Beaucoup pensent qu’après que les citoyens aient payé le prix fort nous nous dirigeons aujourd’hui vers une sortie de crise. Le sommes-nous réellement ? Le chômage continue d’augmenter, la dette est toujours incroyablement élevée, et l’UE continue à aller de l’avant sans être réellement préparée.
VERS UN NOUVEAU GRAND COMPROMIS
« L’Europe a besoin d’une révolution pacifique », nous dit Tsoukalis. Plus de changement est nécessaire à la fois au niveau domestique et institutionnel, afin que les 28 nations et que l’UE en tant qu’entité commune sortent de la crise. L’UE a besoin d’un « nouveau grand compromis » pour changer son approche de gestion de crise et pour « échapper à la vision du jeu à somme nulle prévalant entre les créditeurs et les débiteurs, entre le Nord et le Sud ».
Tsoukalis affirme que le plus grand des défis auquel l’UE doit faire face aujourd’hui est de continuer à remonter la pente sans pour autant balayer ses problèmes sous son tapis et ce, en s’engageant dans une politique de croissance active avec la mise en place de mesures nécessaires et adaptées.
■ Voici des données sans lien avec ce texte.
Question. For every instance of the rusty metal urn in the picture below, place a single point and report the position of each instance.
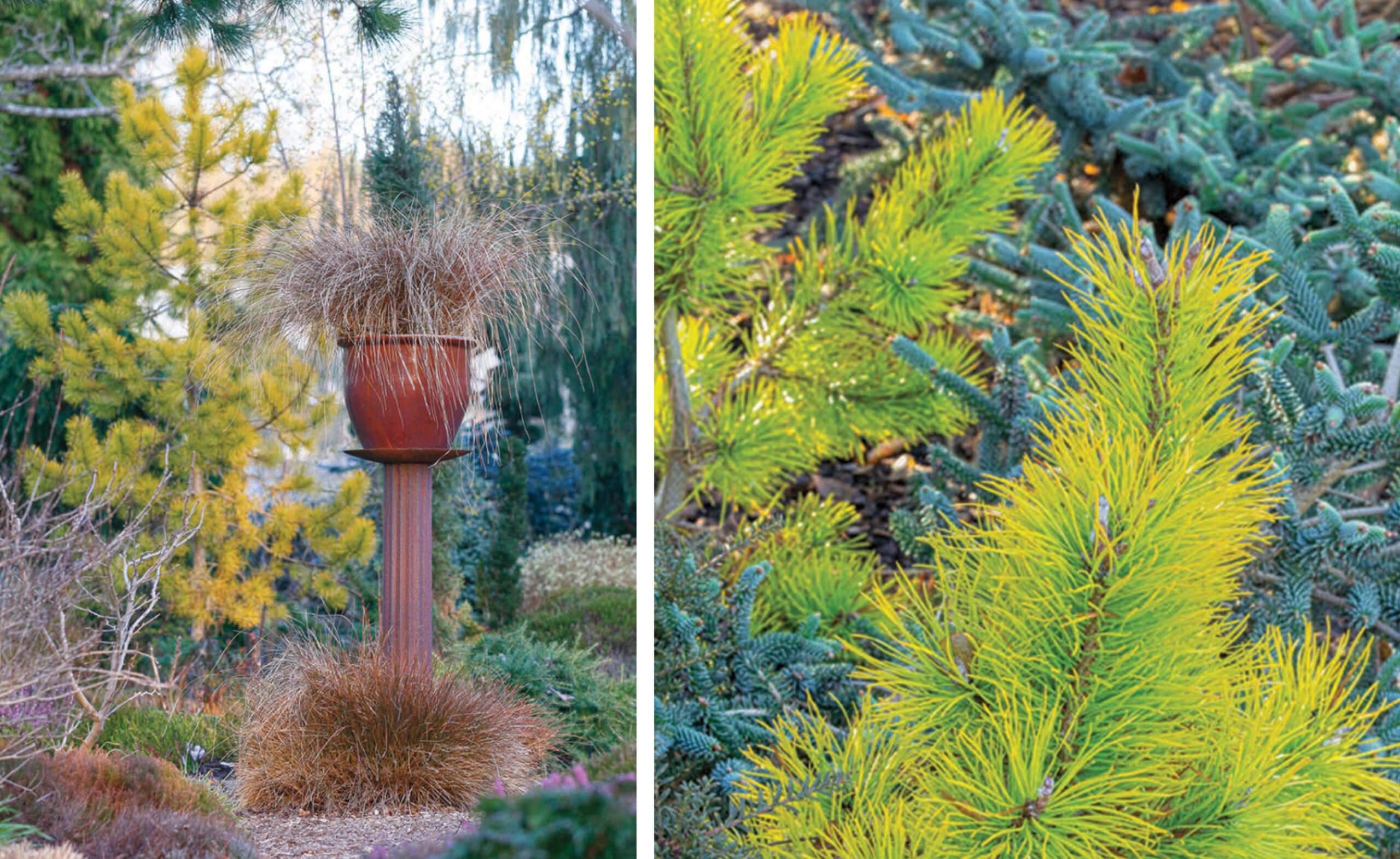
(406, 398)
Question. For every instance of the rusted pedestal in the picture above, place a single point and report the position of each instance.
(406, 588)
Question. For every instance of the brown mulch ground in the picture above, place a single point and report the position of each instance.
(317, 837)
(342, 837)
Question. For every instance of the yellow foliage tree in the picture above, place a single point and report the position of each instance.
(166, 405)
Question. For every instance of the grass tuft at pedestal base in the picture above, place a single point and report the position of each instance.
(348, 731)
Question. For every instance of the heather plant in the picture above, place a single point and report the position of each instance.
(574, 560)
(1059, 693)
(345, 731)
(114, 803)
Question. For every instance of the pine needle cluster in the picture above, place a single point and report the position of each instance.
(772, 363)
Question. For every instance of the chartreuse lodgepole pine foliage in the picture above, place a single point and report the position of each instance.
(763, 375)
(160, 395)
(1074, 689)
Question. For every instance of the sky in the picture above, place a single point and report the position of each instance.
(319, 80)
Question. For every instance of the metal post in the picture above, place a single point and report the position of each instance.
(406, 598)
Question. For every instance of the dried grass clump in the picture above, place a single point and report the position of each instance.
(463, 274)
(36, 851)
(346, 731)
(570, 562)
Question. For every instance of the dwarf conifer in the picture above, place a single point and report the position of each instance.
(1073, 687)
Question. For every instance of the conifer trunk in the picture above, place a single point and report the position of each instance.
(675, 480)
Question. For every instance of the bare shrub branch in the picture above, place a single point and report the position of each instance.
(80, 570)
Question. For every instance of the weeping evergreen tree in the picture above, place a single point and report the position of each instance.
(230, 26)
(579, 179)
(1074, 687)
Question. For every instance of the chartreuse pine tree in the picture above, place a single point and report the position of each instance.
(160, 395)
(1074, 687)
(765, 375)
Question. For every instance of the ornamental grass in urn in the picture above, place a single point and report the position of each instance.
(409, 301)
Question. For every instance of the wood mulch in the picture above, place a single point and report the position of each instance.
(374, 834)
(351, 837)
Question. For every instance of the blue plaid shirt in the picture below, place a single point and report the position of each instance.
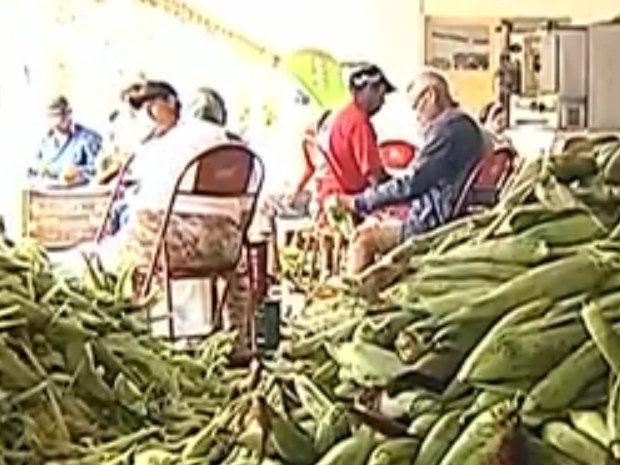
(453, 145)
(79, 149)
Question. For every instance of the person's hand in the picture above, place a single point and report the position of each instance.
(340, 201)
(368, 228)
(72, 175)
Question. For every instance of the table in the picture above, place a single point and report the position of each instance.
(63, 217)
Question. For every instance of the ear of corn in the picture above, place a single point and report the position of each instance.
(421, 425)
(603, 334)
(559, 388)
(312, 399)
(526, 312)
(332, 428)
(484, 437)
(612, 417)
(591, 423)
(354, 450)
(574, 444)
(399, 451)
(439, 439)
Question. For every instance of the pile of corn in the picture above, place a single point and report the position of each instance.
(494, 340)
(81, 379)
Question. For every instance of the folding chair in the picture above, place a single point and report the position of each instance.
(486, 181)
(396, 154)
(230, 171)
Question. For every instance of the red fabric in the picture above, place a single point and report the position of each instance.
(353, 154)
(396, 154)
(494, 169)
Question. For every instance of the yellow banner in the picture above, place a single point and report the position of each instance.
(188, 14)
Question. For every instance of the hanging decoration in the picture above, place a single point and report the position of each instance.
(188, 14)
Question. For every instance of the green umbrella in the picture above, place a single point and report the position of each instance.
(320, 76)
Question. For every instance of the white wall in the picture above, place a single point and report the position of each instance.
(384, 31)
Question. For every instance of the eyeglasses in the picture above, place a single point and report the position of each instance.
(415, 104)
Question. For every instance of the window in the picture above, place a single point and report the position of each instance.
(458, 47)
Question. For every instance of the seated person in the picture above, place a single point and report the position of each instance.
(69, 150)
(208, 105)
(297, 204)
(347, 140)
(453, 144)
(494, 121)
(201, 231)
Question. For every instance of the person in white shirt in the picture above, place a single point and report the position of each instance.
(203, 230)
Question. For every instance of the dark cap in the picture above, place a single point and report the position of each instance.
(208, 105)
(369, 74)
(59, 105)
(138, 95)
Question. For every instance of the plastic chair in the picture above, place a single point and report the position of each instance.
(396, 154)
(486, 181)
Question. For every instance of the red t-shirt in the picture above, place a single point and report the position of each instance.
(353, 154)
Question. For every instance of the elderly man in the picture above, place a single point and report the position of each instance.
(453, 144)
(69, 150)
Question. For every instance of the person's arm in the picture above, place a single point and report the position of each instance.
(366, 152)
(434, 161)
(309, 169)
(85, 160)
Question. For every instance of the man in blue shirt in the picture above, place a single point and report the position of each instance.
(453, 145)
(69, 150)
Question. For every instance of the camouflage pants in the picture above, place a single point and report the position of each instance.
(372, 239)
(198, 242)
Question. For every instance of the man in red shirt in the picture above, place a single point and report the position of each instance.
(350, 160)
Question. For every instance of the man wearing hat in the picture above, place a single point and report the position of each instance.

Cette crise aura rappelé que l’UE ne dispose aujourd’hui d’aucun mécanisme pour y faire face. L’Euro ne survivra pas sans une base économique et politique stable, nous alerte Tsoukalis, et il ajoute que l’union bancaire et une coopération accrue avec l’Union Monétaire et Economique est vitale pour sauver l’UE de son déclin.
Pour le moment, les espoirs de croissance de l’Europe restent faibles. Néanmoins, d’importantes décisions ont besoin d’être prises dès maintenant car plus nous attendrons plus les défis deviendront importants et difficiles à résoudre.
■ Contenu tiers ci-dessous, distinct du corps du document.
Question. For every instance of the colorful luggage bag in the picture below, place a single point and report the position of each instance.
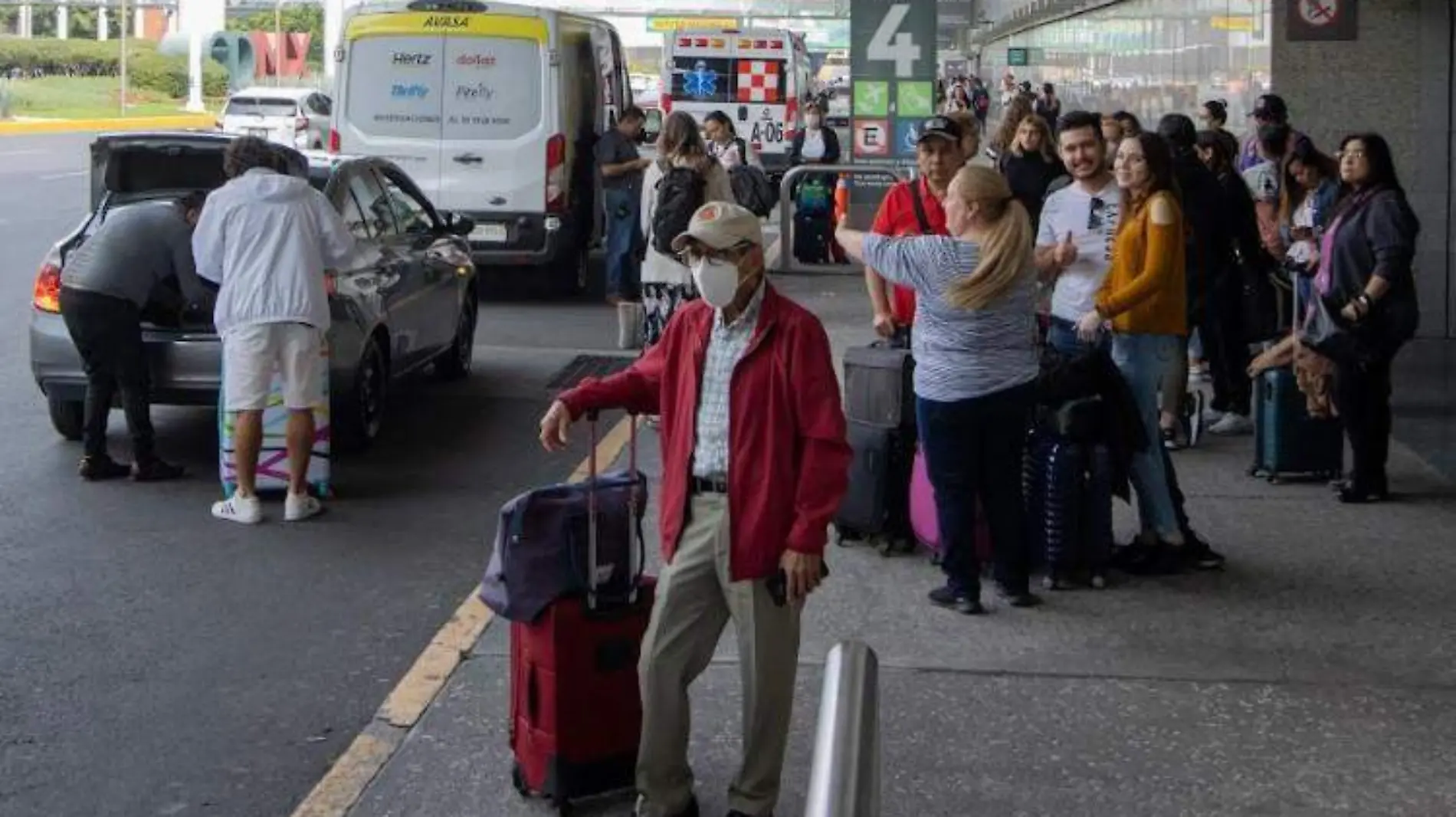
(928, 526)
(576, 701)
(1287, 441)
(273, 454)
(1069, 509)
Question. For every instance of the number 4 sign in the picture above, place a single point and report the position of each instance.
(893, 45)
(893, 40)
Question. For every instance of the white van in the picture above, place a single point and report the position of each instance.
(757, 77)
(494, 111)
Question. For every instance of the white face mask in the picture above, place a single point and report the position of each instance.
(717, 281)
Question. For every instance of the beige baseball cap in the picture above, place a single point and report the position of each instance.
(721, 226)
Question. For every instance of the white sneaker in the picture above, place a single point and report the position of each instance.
(1232, 424)
(244, 510)
(299, 507)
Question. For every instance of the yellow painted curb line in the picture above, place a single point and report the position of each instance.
(113, 124)
(356, 769)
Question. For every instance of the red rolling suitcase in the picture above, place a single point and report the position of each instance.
(576, 704)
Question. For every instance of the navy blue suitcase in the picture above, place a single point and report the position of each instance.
(1289, 443)
(1069, 501)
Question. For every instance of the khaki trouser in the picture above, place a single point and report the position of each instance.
(695, 599)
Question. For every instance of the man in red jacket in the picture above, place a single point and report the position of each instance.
(755, 464)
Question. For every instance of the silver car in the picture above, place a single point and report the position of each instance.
(293, 116)
(414, 306)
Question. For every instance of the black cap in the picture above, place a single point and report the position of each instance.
(1271, 107)
(943, 127)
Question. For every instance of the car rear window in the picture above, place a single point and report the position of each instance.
(261, 107)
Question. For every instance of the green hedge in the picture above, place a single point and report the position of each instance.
(146, 69)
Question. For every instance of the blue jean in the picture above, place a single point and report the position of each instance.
(1062, 335)
(622, 228)
(975, 449)
(1143, 362)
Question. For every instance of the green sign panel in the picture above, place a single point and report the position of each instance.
(893, 60)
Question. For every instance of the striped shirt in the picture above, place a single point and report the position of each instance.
(959, 353)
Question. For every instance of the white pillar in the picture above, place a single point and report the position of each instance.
(333, 31)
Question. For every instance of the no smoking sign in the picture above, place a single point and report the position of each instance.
(1323, 19)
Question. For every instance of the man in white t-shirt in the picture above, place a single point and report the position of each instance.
(1077, 225)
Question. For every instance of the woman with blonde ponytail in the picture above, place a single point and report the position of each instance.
(976, 369)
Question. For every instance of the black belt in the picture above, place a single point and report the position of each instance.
(708, 485)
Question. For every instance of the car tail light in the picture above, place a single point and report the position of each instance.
(556, 174)
(48, 289)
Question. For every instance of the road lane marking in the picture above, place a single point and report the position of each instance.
(351, 773)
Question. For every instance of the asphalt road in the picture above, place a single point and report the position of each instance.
(156, 661)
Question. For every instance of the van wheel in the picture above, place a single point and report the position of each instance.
(67, 417)
(359, 414)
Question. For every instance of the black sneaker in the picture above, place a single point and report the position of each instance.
(156, 471)
(957, 600)
(97, 469)
(1202, 556)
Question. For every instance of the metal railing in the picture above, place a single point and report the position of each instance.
(786, 261)
(844, 776)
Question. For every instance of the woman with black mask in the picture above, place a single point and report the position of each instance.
(1368, 293)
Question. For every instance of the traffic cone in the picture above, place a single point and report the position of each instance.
(841, 199)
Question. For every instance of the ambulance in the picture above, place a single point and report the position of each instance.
(494, 111)
(759, 77)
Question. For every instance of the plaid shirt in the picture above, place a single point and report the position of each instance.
(726, 349)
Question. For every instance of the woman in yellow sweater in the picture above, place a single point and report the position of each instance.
(1143, 297)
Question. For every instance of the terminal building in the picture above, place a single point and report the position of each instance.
(1343, 66)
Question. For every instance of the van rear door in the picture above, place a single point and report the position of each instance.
(393, 101)
(497, 105)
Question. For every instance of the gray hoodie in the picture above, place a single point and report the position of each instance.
(267, 239)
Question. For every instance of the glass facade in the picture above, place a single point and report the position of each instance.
(1149, 57)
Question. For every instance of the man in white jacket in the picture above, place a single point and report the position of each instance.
(267, 238)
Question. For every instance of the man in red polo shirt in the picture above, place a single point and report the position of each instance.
(940, 156)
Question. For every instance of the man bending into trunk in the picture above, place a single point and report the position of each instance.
(265, 238)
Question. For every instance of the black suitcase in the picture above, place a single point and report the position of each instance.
(880, 385)
(877, 503)
(1069, 500)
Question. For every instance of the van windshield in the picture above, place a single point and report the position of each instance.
(261, 107)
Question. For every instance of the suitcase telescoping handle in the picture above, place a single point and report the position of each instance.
(634, 569)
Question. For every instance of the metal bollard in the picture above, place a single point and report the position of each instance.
(844, 776)
(786, 261)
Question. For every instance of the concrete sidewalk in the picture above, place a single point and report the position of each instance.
(1315, 676)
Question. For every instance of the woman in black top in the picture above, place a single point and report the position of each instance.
(1368, 289)
(1030, 165)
"un acte hardi, un acte constructif"
Les citoyens ont perdu confiance en l’Europe et se méfient de la politique en général. Cela a pour conséquence un retour au nationalisme où chaque Etat agit d’abord en fonction de ses propres intérêts et ce, dans une société où les citoyens se sentant beaucoup moins concernés par la notion de « bien commun » deviennent de plus en plus individualistes.
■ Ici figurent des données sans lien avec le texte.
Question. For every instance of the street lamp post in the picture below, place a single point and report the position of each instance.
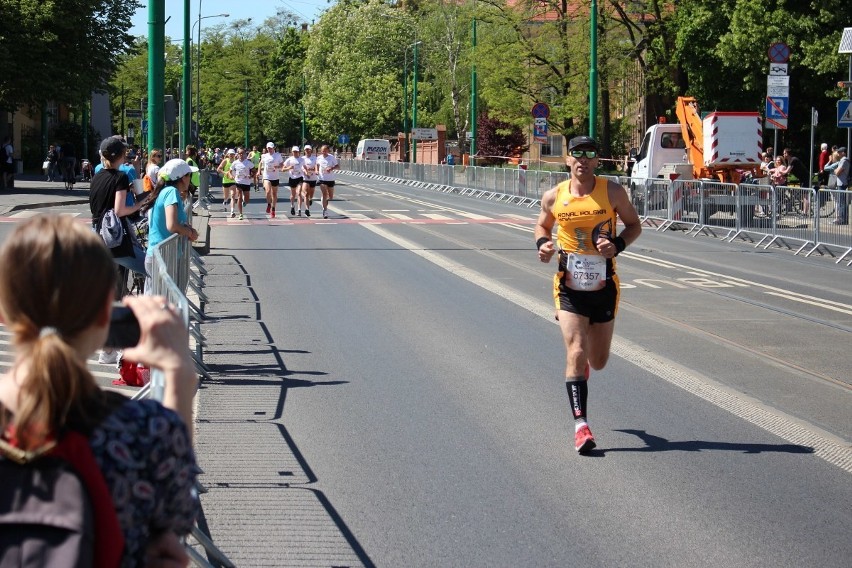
(246, 146)
(198, 70)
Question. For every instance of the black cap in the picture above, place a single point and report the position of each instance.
(112, 147)
(582, 141)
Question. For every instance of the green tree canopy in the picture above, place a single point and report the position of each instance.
(60, 49)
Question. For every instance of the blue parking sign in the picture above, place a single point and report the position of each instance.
(844, 114)
(777, 107)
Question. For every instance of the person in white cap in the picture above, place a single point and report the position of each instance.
(227, 180)
(295, 165)
(166, 210)
(240, 171)
(309, 184)
(270, 169)
(326, 165)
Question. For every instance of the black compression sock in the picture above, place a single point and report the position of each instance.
(578, 392)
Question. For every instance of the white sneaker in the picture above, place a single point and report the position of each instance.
(108, 357)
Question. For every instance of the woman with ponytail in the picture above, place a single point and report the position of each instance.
(56, 297)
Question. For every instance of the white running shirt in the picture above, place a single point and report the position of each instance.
(270, 165)
(324, 163)
(309, 164)
(296, 163)
(241, 171)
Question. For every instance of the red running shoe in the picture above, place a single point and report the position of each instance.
(584, 442)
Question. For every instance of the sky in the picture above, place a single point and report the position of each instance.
(257, 9)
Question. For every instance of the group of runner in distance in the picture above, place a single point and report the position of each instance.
(240, 170)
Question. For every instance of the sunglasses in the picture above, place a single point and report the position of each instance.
(581, 153)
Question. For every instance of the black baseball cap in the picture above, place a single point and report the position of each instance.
(582, 142)
(112, 147)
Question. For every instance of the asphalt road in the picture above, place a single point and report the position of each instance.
(421, 389)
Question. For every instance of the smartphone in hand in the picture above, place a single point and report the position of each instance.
(123, 328)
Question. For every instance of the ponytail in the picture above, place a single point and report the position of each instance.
(62, 292)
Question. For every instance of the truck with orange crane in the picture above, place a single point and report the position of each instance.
(719, 147)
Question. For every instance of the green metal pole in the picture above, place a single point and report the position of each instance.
(473, 94)
(405, 105)
(303, 110)
(593, 72)
(85, 130)
(156, 72)
(414, 105)
(186, 81)
(44, 127)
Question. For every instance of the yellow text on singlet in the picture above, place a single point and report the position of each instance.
(583, 219)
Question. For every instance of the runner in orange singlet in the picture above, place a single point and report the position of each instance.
(585, 287)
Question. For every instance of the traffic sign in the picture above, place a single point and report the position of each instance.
(777, 91)
(540, 130)
(777, 68)
(779, 52)
(541, 110)
(844, 114)
(777, 107)
(424, 133)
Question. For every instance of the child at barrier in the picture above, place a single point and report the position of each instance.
(167, 212)
(58, 311)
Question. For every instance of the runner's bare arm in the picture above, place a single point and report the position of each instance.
(544, 226)
(626, 212)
Or, ce n’est pas le moment de se battre seul. Et il serait stupide de le faire. Il est temps de réaliser l’impact qu’une alliance prestigieuse et puissante des Etats membres de l’UE pourrait avoir dans un monde globalisé.
Cette crise perpétuelle a orienté le débat sur ce qui a besoin d’être fait en Europe et sur quel future nous lui voulons. Cependant, la question n’est plus de savoir si nous voulons plus ou moins d’Europe car la réponse est que nous voulons aller vers une Europe meilleure. Pour cela, nous devons enfin adresser la question du comment atteindre cet objectif. Robert Schumann déclarait le 9 mai 1950, « il n’est plus question de vaines paroles mais d’un acte, d’un acte hardi, d’un acte constructif ». Les élections européennes de mai prochain qui offriront aux citoyens de faire entendre leurs voix sont une première étape vers, nous l’espérons, un acte constructif.